Generally not, because amplification isn't the only reason that chirping is used.
Is the optics-style CPA - stretch, amplify, compress, and then use the pulse - used at all in radar applications, or in broader electronics fields?
Not to my knowledge, but it would certainly be feasible.
Best Answer
Let's start by getting out of the way the basic expressions and ideas for convolution and correlation.
Convolution
For an input signal \$x(t)\$ going through a system \$h(t)\$, the output \$y(t)\$ is given by
$$y(t) = x(t) * h(t) = \int_{-\infty}^{\infty}x(t - \tau)h(\tau)d\tau = \int_{-\infty}^{\infty}x(\tau)h(t-\tau)d\tau$$
The engineering convention is usually represented by the most-right hand side. Of course, they are equivalent because convolution is commutative. However, my opinion is that the left hande side allows for a more intuitive explanation when consdering signals passing through a system:
Using the linear-time-invariant (LTI) concept, this describes that for every time shift \$\tau\$, the shifted version of the input signal \$x(t-\tau)\$ is weighted by some value given by the impulse response \$h(\tau)\$, which we then accumulate via the integral. It's important to see that the output of the convolution operation is a function of \$t\$. The variable \$\tau\$ is just a dummy variable used to calculate the integral and has no real meaning.
Cross-Correlation
When doing correlation, we want to answer the question "how alike are two signals, \$x(t)\$ and \$h(t)\$, if I shift one of them by some delay \$\tau\$ for all time delays of interest?". This gives us a function of \$\tau\$ given by
$$C(\tau) = \int_{-\infty}^{\infty}x(t)^*h(t + \tau)dt $$
See now how the variable of integration is \$t\$ whereas for convolution it was \$\tau\$. Here, the variable \$t\$ has no real meaning since we're only concerned about the cross-correlation function being a function of the time delay only, which is relative.
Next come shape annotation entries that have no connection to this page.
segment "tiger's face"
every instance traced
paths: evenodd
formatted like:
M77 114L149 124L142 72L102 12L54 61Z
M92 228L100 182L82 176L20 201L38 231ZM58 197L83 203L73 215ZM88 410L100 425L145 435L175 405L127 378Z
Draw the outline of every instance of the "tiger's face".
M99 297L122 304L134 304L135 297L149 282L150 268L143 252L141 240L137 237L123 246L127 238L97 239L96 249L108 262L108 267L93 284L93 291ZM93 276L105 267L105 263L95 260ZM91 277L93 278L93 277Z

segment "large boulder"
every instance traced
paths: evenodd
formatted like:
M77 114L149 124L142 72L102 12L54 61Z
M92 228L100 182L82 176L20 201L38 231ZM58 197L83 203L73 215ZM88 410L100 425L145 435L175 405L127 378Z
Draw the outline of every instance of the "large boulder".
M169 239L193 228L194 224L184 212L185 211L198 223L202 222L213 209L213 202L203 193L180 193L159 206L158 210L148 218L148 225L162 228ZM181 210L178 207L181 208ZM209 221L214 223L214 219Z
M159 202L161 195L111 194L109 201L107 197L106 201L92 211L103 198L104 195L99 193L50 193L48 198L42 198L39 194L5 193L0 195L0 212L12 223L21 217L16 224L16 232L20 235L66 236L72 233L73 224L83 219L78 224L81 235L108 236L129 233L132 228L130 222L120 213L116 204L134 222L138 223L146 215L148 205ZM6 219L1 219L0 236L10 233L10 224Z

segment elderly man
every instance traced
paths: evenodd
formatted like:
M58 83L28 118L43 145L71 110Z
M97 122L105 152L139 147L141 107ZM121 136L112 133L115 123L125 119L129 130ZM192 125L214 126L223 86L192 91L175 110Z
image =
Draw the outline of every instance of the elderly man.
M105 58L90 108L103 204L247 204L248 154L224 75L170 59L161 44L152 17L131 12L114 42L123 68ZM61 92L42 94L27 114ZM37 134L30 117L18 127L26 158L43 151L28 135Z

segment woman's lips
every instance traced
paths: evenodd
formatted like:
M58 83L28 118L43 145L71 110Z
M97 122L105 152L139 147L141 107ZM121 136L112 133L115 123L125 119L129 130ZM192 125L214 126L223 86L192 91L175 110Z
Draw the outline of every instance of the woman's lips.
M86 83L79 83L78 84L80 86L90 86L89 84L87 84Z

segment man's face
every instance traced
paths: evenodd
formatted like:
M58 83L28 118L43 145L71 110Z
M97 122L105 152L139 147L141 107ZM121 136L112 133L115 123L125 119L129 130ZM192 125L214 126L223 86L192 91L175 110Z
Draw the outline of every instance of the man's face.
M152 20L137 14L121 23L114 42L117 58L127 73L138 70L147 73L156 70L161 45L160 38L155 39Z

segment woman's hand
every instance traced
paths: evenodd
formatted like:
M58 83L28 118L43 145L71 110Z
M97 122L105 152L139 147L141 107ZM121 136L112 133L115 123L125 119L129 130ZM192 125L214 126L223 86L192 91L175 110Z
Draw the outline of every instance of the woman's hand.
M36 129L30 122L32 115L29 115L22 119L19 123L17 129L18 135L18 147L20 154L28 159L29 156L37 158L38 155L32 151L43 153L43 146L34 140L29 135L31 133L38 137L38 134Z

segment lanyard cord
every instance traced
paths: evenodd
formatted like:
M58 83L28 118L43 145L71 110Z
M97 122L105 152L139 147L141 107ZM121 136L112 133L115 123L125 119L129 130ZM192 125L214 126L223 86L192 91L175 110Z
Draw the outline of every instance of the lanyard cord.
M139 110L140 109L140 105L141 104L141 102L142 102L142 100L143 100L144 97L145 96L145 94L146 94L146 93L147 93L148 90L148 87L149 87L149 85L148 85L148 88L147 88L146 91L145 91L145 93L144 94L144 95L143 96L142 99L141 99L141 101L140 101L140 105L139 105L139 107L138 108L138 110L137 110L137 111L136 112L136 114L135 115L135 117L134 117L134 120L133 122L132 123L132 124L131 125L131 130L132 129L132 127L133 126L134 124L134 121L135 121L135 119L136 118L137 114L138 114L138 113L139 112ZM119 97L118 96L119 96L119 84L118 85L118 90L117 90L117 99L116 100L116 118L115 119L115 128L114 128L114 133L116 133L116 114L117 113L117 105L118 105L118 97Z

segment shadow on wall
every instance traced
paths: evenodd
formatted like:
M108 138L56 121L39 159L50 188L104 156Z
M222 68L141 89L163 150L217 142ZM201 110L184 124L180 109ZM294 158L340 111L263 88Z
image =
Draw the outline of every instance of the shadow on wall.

Nevertheless, we see that the two expressions are extremely similar.
If we cross-correlate the same function, then the equation becomes
$$R(\tau) = \int_{-\infty}^{\infty}x(t)^*x(t + \tau)dt$$
This gives us the definition of the autocorrelation \$R(\tau)\$ of \$x(t)\$.
Matched Filter Theory
Matched filter theory has the result that the optimal filter, let's call it \$h(t)\$, that achieves the maximum signal-to-noise ratio (SNR) for a signal \$x(t)\$ after some delay \$t_0\$ is given by
$$h(t) = x(-t + t_0)^*$$
We see that the matched filter is the time-reversed complex conjugate of the input signal shifted by some delay \$t_0\$. This matched filter achieves the maximum SNR at \$t = t_0\$. In radar applications we're looking for the time delay of the target, so of course we don't know a priori what the delay will be to define the matched filter. It's possible to have multiple matched filters tuned for different \$t_0\$, but this becomes increasingly impractical to implement in a radar system.
A practical choice would be to set \$t_0 = 0\$ so that the new matched filter has a maximum SNR at \$t = 0\$. This way we need to only define one matched filter. We pay the price with potential SNR loss for other values of \$t\$. The new matched filter is then
$$h(t) = x(-t)^*$$
If we use this new \$h(t)\$ in the definition of the convolution integral we get
$$y(t)= x(t) * h(t) = \int_{-\infty}^{\infty}x(\tau)x(t + \tau)^*d\tau$$
If you compare this with \$R(\tau)\$, they are equivalent with the difference being that the conjugates are on the opposite functions thus changing the direction of the phasor rotations, which is usually of little consequence.
You can now see that computationally the convolution and autocorrelation functions are the same. The difference is the choice for \$h(t)\$, which is now the time-reversed complex conjugate of the signal you wish to receive.
Thinking graphically, since the signal which in our case is really the system \$h(t)\$ is already time-reversed, performing convolution flips the signal to its original orientation and you actually are now doing correlation.